Watson: It was just an emotional time, not just for myself and the team but the whole city of Houston. We needed things to lift the city and the community. Nobody really knew about it until the day it happened and it just came from the heart.
Not long after signing with the Houston Texans, Watson surprised a bunch of youths from the Southeast Falcons Football Association at a local Dick’s Sporting Goods and gave them each $150 gift cards to spend on football equipment. During the event, he also answered questions and signed autographs for the kids.

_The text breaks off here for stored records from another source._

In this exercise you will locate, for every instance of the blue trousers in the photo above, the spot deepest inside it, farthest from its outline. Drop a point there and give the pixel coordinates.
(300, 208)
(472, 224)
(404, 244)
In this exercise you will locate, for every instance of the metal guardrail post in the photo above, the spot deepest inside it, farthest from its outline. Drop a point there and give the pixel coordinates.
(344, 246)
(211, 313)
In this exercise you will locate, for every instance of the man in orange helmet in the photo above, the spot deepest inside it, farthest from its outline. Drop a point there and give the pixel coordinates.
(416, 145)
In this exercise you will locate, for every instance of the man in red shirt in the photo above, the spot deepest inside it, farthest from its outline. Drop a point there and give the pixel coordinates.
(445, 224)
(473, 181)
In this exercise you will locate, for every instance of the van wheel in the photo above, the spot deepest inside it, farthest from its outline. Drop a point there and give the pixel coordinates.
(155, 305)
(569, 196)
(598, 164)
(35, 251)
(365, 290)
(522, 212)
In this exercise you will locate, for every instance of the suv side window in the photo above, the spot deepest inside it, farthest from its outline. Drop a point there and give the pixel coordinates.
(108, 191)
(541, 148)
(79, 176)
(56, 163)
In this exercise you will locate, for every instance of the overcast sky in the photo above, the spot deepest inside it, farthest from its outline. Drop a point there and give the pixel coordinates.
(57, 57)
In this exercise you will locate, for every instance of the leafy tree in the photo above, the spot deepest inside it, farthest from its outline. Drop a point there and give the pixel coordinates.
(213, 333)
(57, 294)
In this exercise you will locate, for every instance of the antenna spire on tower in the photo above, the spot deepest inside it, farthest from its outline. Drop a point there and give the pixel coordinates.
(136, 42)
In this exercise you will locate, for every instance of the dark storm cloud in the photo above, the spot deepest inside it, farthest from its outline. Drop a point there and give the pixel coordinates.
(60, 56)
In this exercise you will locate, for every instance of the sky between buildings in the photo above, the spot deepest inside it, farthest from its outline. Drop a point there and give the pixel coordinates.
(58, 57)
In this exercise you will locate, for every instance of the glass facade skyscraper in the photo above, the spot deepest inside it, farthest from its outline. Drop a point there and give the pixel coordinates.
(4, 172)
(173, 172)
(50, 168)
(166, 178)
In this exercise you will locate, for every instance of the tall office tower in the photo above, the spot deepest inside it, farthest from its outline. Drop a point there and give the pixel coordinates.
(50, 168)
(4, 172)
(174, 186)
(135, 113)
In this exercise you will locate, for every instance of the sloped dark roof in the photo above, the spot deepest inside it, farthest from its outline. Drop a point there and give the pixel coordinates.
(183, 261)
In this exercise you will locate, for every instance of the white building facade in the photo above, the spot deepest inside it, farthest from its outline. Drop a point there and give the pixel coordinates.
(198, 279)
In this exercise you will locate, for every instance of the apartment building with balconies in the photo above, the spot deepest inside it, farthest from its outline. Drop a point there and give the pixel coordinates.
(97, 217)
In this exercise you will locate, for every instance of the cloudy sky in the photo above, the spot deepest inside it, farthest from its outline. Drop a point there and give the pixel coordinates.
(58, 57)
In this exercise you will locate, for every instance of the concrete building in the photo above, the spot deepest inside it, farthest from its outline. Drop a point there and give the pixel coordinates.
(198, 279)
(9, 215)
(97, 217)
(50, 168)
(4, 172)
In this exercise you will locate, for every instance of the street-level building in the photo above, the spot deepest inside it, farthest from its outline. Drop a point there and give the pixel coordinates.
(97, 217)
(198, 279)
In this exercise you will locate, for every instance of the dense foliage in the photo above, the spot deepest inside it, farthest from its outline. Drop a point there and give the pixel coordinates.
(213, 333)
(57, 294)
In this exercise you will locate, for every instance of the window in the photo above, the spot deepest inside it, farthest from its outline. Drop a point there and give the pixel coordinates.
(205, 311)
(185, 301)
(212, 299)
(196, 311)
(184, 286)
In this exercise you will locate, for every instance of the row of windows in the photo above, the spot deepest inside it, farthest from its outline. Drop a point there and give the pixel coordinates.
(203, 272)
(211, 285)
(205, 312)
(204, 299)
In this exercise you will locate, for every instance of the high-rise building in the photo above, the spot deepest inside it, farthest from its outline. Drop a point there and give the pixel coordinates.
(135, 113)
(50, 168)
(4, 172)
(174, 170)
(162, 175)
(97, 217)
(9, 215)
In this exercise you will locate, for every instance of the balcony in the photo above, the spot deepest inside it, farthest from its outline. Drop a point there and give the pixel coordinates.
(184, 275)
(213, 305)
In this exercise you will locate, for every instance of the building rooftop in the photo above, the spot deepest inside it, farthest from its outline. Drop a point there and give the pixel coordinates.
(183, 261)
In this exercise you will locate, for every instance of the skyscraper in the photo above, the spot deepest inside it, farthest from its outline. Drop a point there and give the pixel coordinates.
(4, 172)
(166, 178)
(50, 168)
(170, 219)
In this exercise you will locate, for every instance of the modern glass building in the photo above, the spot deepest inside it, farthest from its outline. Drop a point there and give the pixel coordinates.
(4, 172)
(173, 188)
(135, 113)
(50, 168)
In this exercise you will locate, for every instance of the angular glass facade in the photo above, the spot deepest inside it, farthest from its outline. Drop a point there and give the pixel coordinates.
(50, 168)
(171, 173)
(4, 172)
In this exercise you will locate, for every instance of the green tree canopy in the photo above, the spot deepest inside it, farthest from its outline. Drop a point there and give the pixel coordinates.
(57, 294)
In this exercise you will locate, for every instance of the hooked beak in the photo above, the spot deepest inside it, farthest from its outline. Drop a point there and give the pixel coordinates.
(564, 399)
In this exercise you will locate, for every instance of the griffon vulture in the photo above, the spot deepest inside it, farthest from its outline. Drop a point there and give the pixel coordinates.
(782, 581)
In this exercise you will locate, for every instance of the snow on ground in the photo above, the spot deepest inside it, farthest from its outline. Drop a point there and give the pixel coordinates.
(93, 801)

When last season wrapped up, Watson wasted no time heading back to the Carolinas, where he spent his collegiate career at Clemson on his way to a National Championship. There, Watson led a four-hour youth football camp, teaching and hanging out with the kids, and then letting them get pictures with their favorite NFL quarterback. Not only did the camp sell out, it was a big-ticket news item on a wide variety of local media channels.
Before Clemson, Deshaun spent his high school years leading Gainesville High to a state championship. During his prep career, Watson was an All-American, setting state records with 17,134 yards of total offense and throwing for 218 touchdowns. He also won the Gatorade Player of the Year in Georgia his senior season when he threw for 4,431 yards and 57 touchdowns. Oh, and he ran for 1,057 more yards and 14 more touchdowns. As you’d imagine, Deshaun remains beloved there as well.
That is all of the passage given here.